María

Olga Bernad

Olga Bernad

Hay demasiados famosos a los que les da por morirse y uno no daría abasto si se centrara en las necrológicas, pero de vez en cuando la noticia de la muerte de alguien te produce un pellizco en el corazón porque los humanos somos así: tendentes al sentimiento. El jueves se nos fue María Jiménez, que me gustaba a rabiar, aunque mis amigos mods y mis amigos rockeros, tan english ellos y tan americanos, se rían de mí cada vez que encaro el tema.

María fue una musa de mi infancia en esa España harta de tragedias y peinetas, cuando era guapa y libre y provocadora como una mala muhé y cantaba con gesto de orgasmar para pasmo del folklore antiguo y desbarajuste de la entonces nueva modernidad. Tenía una voz acanallada y potente, llena de matices trágicos, una voz como suele ser la vida de las mujeres con carácter y ternura, como ella misma, cortante a veces y dulce otras, capaz de desconcertar.
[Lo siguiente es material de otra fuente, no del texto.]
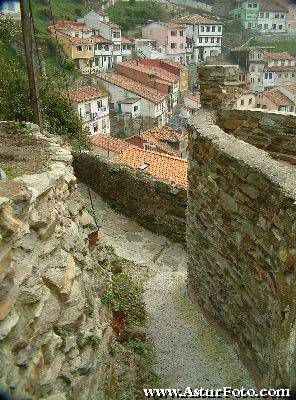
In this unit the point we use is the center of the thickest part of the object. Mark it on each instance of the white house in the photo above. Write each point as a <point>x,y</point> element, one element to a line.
<point>10,9</point>
<point>153,104</point>
<point>204,37</point>
<point>130,106</point>
<point>121,48</point>
<point>92,106</point>
<point>268,70</point>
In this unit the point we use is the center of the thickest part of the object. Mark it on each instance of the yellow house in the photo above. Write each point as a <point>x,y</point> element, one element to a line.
<point>78,49</point>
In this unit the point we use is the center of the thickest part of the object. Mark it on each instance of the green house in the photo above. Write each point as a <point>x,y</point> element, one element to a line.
<point>247,12</point>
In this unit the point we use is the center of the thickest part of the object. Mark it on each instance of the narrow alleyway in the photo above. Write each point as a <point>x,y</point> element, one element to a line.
<point>189,351</point>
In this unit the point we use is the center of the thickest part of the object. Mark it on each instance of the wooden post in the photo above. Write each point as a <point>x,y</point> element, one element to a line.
<point>31,60</point>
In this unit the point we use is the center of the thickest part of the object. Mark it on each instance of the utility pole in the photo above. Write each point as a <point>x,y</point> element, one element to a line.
<point>29,47</point>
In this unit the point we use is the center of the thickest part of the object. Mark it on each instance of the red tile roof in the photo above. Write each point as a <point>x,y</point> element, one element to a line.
<point>134,87</point>
<point>85,94</point>
<point>197,19</point>
<point>125,40</point>
<point>276,68</point>
<point>271,6</point>
<point>277,98</point>
<point>110,143</point>
<point>163,167</point>
<point>268,56</point>
<point>69,25</point>
<point>158,72</point>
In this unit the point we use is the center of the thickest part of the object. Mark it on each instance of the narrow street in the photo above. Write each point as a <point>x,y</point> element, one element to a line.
<point>189,352</point>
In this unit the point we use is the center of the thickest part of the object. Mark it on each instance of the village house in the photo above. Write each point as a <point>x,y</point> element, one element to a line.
<point>153,104</point>
<point>204,36</point>
<point>170,39</point>
<point>162,140</point>
<point>93,108</point>
<point>154,77</point>
<point>161,166</point>
<point>99,23</point>
<point>274,100</point>
<point>10,9</point>
<point>265,16</point>
<point>107,146</point>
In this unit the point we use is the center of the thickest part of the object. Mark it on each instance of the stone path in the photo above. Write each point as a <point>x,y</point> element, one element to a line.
<point>189,351</point>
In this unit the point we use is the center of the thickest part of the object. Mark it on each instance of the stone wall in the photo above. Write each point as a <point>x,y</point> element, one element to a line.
<point>55,334</point>
<point>274,132</point>
<point>158,206</point>
<point>241,239</point>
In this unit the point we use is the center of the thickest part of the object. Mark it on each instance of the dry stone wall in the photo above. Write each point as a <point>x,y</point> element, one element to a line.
<point>158,206</point>
<point>55,334</point>
<point>241,238</point>
<point>274,132</point>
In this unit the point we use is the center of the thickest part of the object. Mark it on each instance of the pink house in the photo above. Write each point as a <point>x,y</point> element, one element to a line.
<point>170,39</point>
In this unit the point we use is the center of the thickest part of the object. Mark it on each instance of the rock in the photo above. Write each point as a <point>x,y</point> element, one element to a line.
<point>8,324</point>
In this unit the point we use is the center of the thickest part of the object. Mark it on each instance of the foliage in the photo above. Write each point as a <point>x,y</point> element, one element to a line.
<point>130,14</point>
<point>126,296</point>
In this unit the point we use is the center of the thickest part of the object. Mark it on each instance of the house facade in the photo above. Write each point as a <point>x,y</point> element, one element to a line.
<point>265,16</point>
<point>204,37</point>
<point>275,100</point>
<point>153,104</point>
<point>92,106</point>
<point>170,39</point>
<point>268,70</point>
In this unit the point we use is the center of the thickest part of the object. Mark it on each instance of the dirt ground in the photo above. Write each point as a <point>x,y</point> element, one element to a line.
<point>20,152</point>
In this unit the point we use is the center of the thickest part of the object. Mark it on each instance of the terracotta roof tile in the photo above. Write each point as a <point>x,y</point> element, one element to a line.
<point>85,94</point>
<point>163,167</point>
<point>268,56</point>
<point>70,25</point>
<point>279,68</point>
<point>271,6</point>
<point>277,98</point>
<point>197,19</point>
<point>159,72</point>
<point>107,142</point>
<point>132,86</point>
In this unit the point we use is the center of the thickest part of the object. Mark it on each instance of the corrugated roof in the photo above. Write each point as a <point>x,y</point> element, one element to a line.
<point>85,94</point>
<point>277,98</point>
<point>132,86</point>
<point>107,142</point>
<point>197,19</point>
<point>163,167</point>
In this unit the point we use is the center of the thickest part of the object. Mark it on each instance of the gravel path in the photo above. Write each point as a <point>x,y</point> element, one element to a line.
<point>188,349</point>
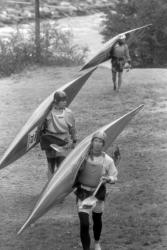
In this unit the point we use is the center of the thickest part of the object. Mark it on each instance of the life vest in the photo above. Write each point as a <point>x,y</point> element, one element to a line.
<point>92,171</point>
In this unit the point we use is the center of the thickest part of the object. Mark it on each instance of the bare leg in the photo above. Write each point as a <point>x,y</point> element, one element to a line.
<point>114,78</point>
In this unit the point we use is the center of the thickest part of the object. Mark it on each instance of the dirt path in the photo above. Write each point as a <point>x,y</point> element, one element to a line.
<point>136,209</point>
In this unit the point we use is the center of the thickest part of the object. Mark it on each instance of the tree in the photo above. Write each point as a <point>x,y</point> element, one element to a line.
<point>148,47</point>
<point>37,31</point>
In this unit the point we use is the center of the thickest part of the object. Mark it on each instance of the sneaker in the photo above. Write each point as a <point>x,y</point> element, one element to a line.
<point>97,246</point>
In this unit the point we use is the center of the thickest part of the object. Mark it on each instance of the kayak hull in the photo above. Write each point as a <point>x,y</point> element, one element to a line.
<point>63,180</point>
<point>29,135</point>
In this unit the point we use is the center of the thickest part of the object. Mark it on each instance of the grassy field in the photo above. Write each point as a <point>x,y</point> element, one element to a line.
<point>135,213</point>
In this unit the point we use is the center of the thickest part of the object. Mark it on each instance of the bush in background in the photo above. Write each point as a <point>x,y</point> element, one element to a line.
<point>56,48</point>
<point>148,48</point>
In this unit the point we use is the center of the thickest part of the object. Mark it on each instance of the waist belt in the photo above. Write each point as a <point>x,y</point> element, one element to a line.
<point>87,188</point>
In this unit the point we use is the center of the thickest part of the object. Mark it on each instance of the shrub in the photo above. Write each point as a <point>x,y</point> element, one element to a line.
<point>56,48</point>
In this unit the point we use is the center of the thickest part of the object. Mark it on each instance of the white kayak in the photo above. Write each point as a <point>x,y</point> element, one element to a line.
<point>63,180</point>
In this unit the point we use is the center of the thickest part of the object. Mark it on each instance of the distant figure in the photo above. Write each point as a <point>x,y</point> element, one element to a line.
<point>98,166</point>
<point>59,129</point>
<point>116,155</point>
<point>120,59</point>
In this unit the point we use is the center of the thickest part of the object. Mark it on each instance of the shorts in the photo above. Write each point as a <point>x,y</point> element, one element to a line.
<point>117,64</point>
<point>99,208</point>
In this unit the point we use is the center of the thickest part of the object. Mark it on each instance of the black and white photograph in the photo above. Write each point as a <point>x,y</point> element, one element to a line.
<point>83,117</point>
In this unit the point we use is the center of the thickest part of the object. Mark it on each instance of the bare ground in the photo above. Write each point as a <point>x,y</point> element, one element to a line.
<point>135,215</point>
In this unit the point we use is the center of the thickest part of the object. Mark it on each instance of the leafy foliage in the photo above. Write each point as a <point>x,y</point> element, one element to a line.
<point>56,48</point>
<point>148,47</point>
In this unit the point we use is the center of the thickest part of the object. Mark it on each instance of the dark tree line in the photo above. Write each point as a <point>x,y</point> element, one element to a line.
<point>148,47</point>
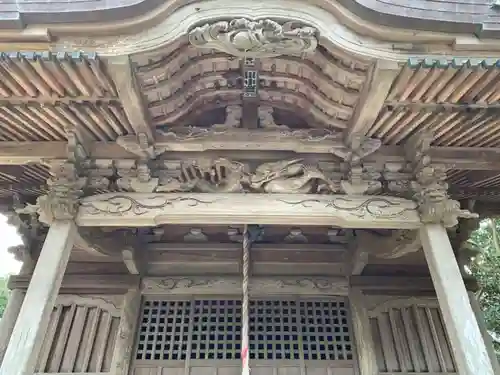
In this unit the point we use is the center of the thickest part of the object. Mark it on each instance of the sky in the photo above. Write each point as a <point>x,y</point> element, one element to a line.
<point>8,237</point>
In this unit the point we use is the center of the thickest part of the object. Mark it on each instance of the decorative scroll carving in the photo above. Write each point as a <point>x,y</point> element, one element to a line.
<point>258,286</point>
<point>140,209</point>
<point>135,176</point>
<point>398,178</point>
<point>269,138</point>
<point>295,236</point>
<point>359,180</point>
<point>376,207</point>
<point>465,250</point>
<point>233,118</point>
<point>138,145</point>
<point>430,188</point>
<point>291,176</point>
<point>258,39</point>
<point>400,243</point>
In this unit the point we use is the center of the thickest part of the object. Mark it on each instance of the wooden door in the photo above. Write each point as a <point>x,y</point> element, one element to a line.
<point>202,336</point>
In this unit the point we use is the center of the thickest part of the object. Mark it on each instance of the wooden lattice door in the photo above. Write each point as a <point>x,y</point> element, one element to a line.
<point>292,337</point>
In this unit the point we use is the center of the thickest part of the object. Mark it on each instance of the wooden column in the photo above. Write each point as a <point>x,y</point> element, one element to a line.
<point>362,334</point>
<point>29,331</point>
<point>122,354</point>
<point>13,308</point>
<point>470,351</point>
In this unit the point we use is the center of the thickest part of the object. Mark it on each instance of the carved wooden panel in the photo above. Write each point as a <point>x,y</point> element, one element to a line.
<point>410,336</point>
<point>285,334</point>
<point>81,335</point>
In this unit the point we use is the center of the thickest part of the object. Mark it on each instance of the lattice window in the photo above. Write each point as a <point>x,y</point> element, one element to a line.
<point>211,329</point>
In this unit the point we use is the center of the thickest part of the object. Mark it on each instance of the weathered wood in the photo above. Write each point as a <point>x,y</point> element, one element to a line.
<point>468,345</point>
<point>365,346</point>
<point>484,331</point>
<point>143,209</point>
<point>122,354</point>
<point>405,285</point>
<point>9,318</point>
<point>27,337</point>
<point>129,94</point>
<point>259,286</point>
<point>79,284</point>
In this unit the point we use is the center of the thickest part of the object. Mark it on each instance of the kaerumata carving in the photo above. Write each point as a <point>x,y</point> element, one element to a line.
<point>259,39</point>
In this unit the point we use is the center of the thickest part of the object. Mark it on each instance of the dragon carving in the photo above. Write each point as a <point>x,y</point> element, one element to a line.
<point>292,176</point>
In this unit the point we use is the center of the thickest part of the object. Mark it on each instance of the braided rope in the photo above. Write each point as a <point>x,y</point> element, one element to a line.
<point>245,368</point>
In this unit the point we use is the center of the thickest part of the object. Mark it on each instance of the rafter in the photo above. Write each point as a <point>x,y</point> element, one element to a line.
<point>460,158</point>
<point>129,93</point>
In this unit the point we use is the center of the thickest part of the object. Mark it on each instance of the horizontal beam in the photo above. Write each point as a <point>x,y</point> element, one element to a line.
<point>398,285</point>
<point>251,143</point>
<point>143,209</point>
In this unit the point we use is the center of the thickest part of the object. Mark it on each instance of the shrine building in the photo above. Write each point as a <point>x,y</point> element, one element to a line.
<point>247,187</point>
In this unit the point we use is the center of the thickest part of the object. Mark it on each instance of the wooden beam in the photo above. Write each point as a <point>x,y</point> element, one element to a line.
<point>31,325</point>
<point>131,309</point>
<point>230,143</point>
<point>372,98</point>
<point>129,93</point>
<point>259,286</point>
<point>151,209</point>
<point>468,345</point>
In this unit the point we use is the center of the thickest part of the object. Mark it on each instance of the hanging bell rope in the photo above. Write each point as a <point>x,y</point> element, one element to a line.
<point>251,234</point>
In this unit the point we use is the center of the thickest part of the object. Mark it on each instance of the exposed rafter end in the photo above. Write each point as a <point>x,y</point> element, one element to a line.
<point>129,93</point>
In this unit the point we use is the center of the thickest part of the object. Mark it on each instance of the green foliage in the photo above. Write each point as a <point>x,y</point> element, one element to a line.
<point>486,269</point>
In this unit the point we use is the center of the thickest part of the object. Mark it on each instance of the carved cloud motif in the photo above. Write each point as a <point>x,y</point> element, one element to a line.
<point>258,39</point>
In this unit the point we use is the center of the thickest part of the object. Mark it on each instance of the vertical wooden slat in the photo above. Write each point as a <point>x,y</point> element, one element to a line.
<point>122,354</point>
<point>27,337</point>
<point>423,338</point>
<point>62,339</point>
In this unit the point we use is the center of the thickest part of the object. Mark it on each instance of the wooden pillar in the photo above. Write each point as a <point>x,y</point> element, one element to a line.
<point>471,355</point>
<point>365,347</point>
<point>13,308</point>
<point>31,325</point>
<point>122,354</point>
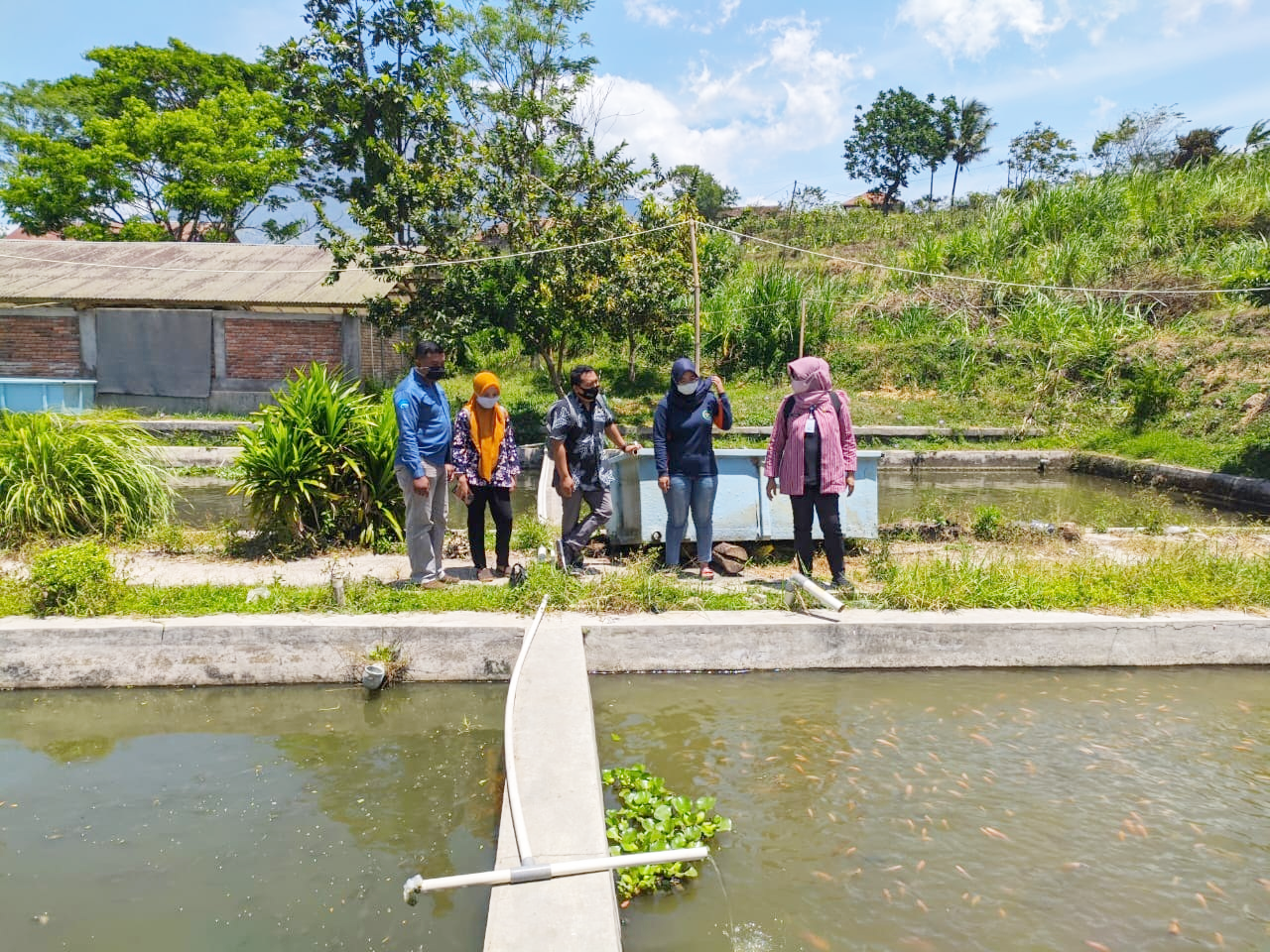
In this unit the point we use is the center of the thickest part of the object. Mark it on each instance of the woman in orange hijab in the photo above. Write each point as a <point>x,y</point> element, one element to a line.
<point>486,463</point>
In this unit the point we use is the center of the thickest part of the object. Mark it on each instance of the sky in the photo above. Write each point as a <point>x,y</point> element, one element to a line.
<point>762,93</point>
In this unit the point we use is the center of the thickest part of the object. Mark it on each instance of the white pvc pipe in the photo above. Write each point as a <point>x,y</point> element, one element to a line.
<point>529,871</point>
<point>825,598</point>
<point>549,871</point>
<point>513,785</point>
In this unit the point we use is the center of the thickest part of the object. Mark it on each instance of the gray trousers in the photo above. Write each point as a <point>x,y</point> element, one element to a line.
<point>575,535</point>
<point>425,522</point>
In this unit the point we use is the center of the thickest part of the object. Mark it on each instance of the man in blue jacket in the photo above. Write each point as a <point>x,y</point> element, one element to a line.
<point>423,462</point>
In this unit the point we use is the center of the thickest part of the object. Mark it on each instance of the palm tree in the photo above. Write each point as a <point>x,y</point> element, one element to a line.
<point>970,128</point>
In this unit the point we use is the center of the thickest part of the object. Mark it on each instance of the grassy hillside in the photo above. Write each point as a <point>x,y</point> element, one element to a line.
<point>1159,353</point>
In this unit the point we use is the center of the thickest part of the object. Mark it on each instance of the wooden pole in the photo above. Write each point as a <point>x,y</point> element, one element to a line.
<point>697,298</point>
<point>802,324</point>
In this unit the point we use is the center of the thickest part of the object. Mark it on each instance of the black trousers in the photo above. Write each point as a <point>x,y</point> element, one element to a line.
<point>826,508</point>
<point>499,502</point>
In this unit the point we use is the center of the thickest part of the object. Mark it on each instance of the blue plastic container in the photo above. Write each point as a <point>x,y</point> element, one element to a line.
<point>742,511</point>
<point>36,395</point>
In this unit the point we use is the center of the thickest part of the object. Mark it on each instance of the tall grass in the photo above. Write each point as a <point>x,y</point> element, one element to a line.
<point>64,476</point>
<point>1187,578</point>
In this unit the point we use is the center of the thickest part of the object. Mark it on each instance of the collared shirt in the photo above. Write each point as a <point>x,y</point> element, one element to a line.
<point>837,439</point>
<point>581,431</point>
<point>423,422</point>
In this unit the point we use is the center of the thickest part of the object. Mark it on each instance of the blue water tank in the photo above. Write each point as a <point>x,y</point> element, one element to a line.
<point>742,511</point>
<point>36,395</point>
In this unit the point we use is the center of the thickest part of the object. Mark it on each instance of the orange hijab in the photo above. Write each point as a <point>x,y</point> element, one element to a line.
<point>488,425</point>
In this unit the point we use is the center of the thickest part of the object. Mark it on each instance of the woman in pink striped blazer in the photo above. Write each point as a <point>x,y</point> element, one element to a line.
<point>812,458</point>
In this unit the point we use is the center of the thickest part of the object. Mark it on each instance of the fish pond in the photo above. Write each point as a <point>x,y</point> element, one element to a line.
<point>871,810</point>
<point>1053,497</point>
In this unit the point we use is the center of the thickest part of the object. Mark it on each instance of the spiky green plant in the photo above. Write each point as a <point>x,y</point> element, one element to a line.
<point>63,476</point>
<point>318,467</point>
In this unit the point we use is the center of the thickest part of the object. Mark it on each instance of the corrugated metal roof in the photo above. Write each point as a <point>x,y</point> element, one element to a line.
<point>172,272</point>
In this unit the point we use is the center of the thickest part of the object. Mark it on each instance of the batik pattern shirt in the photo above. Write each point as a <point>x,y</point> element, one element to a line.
<point>581,431</point>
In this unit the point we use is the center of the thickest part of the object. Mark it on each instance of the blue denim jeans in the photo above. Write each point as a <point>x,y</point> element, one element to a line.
<point>697,495</point>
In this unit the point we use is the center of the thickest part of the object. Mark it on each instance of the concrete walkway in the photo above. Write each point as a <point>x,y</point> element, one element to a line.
<point>481,647</point>
<point>558,770</point>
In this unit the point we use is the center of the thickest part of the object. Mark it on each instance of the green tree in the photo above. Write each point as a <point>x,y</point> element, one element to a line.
<point>649,296</point>
<point>970,128</point>
<point>1257,137</point>
<point>1198,148</point>
<point>544,181</point>
<point>155,144</point>
<point>890,140</point>
<point>940,149</point>
<point>381,89</point>
<point>1039,155</point>
<point>707,193</point>
<point>1142,140</point>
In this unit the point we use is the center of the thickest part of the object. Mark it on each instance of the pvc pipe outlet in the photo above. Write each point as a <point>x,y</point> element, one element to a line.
<point>512,875</point>
<point>530,870</point>
<point>373,675</point>
<point>797,580</point>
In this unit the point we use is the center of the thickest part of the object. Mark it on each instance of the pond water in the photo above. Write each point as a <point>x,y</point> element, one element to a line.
<point>960,810</point>
<point>884,810</point>
<point>203,502</point>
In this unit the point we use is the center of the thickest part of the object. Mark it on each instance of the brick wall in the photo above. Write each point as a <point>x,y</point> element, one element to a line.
<point>381,358</point>
<point>271,348</point>
<point>40,347</point>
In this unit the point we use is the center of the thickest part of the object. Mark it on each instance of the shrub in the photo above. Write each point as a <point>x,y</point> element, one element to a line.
<point>318,468</point>
<point>71,477</point>
<point>988,524</point>
<point>1151,390</point>
<point>76,579</point>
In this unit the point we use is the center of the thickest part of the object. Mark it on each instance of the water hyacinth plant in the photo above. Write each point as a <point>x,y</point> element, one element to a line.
<point>318,467</point>
<point>64,476</point>
<point>652,817</point>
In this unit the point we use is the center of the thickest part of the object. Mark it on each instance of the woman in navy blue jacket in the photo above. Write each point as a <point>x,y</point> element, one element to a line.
<point>686,468</point>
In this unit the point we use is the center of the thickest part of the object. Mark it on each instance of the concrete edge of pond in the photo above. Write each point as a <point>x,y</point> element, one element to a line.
<point>1247,492</point>
<point>479,647</point>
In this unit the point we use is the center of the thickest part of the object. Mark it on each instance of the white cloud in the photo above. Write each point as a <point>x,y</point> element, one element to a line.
<point>1182,12</point>
<point>698,22</point>
<point>973,27</point>
<point>1096,22</point>
<point>652,12</point>
<point>792,96</point>
<point>1102,109</point>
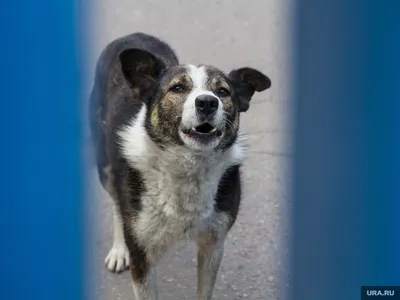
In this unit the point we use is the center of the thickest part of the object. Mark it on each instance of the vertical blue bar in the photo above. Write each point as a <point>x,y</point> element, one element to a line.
<point>40,124</point>
<point>346,190</point>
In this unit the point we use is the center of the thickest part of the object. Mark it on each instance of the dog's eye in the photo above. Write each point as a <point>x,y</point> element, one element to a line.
<point>177,88</point>
<point>222,92</point>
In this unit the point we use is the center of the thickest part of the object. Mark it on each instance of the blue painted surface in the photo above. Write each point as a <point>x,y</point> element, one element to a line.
<point>40,151</point>
<point>346,191</point>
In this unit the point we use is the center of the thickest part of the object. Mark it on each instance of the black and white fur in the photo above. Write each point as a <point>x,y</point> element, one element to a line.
<point>169,151</point>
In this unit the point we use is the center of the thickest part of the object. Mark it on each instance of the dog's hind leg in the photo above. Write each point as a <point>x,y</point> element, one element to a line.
<point>118,258</point>
<point>209,259</point>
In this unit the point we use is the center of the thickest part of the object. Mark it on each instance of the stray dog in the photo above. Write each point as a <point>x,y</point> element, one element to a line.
<point>168,150</point>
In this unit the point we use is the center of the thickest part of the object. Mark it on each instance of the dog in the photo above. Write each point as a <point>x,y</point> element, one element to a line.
<point>169,150</point>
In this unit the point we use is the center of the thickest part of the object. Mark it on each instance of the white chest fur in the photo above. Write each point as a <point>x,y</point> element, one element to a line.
<point>180,188</point>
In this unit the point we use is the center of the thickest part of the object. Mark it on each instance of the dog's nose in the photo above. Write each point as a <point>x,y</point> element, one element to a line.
<point>206,104</point>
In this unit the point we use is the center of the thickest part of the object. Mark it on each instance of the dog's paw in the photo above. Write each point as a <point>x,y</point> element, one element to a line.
<point>117,259</point>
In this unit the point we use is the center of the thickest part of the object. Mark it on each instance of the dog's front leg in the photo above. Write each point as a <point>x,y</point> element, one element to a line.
<point>143,272</point>
<point>210,253</point>
<point>144,288</point>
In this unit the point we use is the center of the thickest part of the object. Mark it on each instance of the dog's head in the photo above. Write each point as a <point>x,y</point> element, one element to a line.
<point>195,106</point>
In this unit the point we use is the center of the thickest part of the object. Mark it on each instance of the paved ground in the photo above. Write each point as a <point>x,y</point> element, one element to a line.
<point>227,34</point>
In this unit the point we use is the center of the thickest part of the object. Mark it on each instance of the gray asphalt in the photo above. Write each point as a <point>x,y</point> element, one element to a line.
<point>226,34</point>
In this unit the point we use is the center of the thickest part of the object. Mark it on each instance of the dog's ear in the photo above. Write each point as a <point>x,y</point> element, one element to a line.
<point>246,82</point>
<point>140,68</point>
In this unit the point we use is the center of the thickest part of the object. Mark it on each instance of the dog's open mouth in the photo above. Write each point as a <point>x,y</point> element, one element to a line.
<point>205,129</point>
En su descaro militante yo adivinaba también una suerte de inocencia, y ese candor lleno de mundo me parecía (y me parece) fascinante.

Su gesto era exagerado, su tinte rubio también, y desde luego lo eran las letras de sus canciones, pero sin embargo transmitía una clara autenticidad. Se reinventó vestida de pavo real cuando pretendían olvidarla, y se marcó un disco, ya en su madurez, donde su voz estaba mejor que nunca, con matices ahumados como el mejor whisky después de dormir muchos años respirando en barricas de roble. Eso no se improvisa. La última vez que vi una entrevista suya la encontré mayor y serena como por fuerza mayor, aún se divisaba en el fondo de las respuestas un brillo de navaja abierta. Me gustaba María, espero que haya un cielo donde pueda levantarse la falda mientras canta y enseñar esas piernas ahora para siempre eternas en algún lugar. Que la tierra le sea leve.